C’est en lisant l’avis de Dasola que je me suis rappelé l’existence de ce roman dans ma pal. J’y vis un signe du destin, il était temps de le lire et je ne regrette pas parce que ce fut un coup de cœur!

“il y avait toujours eu des livres. au cours de ma vie dissolue ils ont été la seule constante.Même Sutton, mon ami le plus proche, s’était exclamé: -“C’est quoi cette manie de bouquiner mec? tu as été flic nom de Dieu!” La logique irlandaise dans sa plus belle expression.”

On est donc à Galway, on suit l’alcoolique détective privée Jack Taylor, dont le bureau est son pub de prédilection. L’enquête en elle même n’est pas véritablement le premier intérêt du roman, c’est plus la personnalité de Jack Taylor qui nous tient en haleine, apprendre à le connaitre, ses passions, son passé, ses démons intérieurs.

“Aucune décoration au bar. (…) il y a un triple cadre. on y voit un pape, saint Patrick et JFK. JFK est au centre. Les saints irlandais. Autrefois le pape occupait le poste de centre mais après le concile du Vatican il s’est fait viré. Maintenant il s’accroche à l’aile gauche. Position précaire”.

On y croise un clochard alcoolique philosophe qui parle comme un chevalier du 18e siècle, un barman attentionné, des piliers de bar qui font penser à des sentinelles, un hôtel à l’abandon terriblement attachant, une assistante chanteuse de rock, et un Jack Taylor que j’ai adoré voir enquêter, ou rechercher un nouveau bar dans lequel il puisse boire avec dignité, le tout écrit d’une main de maitre virevoltante, avec un langage qui fait mouche, des réparties intelligentes, un humour noir qui vous rentre dedans, une façon d’écrire simple, direct, efficace dont certains passages m’ont particulièrement frappés.
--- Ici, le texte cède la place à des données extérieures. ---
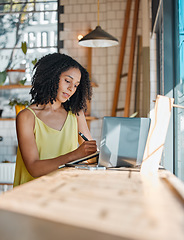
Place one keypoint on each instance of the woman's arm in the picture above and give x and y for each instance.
(25, 122)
“Sean m’apportait du café. Avec une dose de brandy dedans. Pour tuer l’amertume.(…) La tasse tremble dans la soucoupe, comme la pire des mauvaises nouvelles. Je lui dis:

– Prends un mug.

Horrifié, il me réponds:

– Y’a des règles!

Un jour où il tremblait au même rythme que la tasse, je lui ai demandé:

– Tu penses prendre ta retraite?

– Tu penses arrêter de boire?

Normal.”

ça se lit avec passion, avec entrain, c’est rythmée comme c’est pas permis. J’ai adoré trainer dans les rues de Galway au coté de Jack et des gens qui l’entourent, écouter son franc parler, son honnêteté, ses réparties directs et sans concessions, et quand on tourne la dernière page on en redemande. La suite n’attendra pas trop longtemps dans ma PAL avant d’être lu.

“Je trouvais Nestor’s par hasard. Je descendais Forster street quand une averse éclata, le genre de pluie qui vous en veut.”

“J’allais m’assoir dans un coin. Table en bois vieille chaise. La porte s’ouvrit un fermier costaud entra et lança à la cantonade:”On aura pas d’été”. Un endroit fait pour moi.”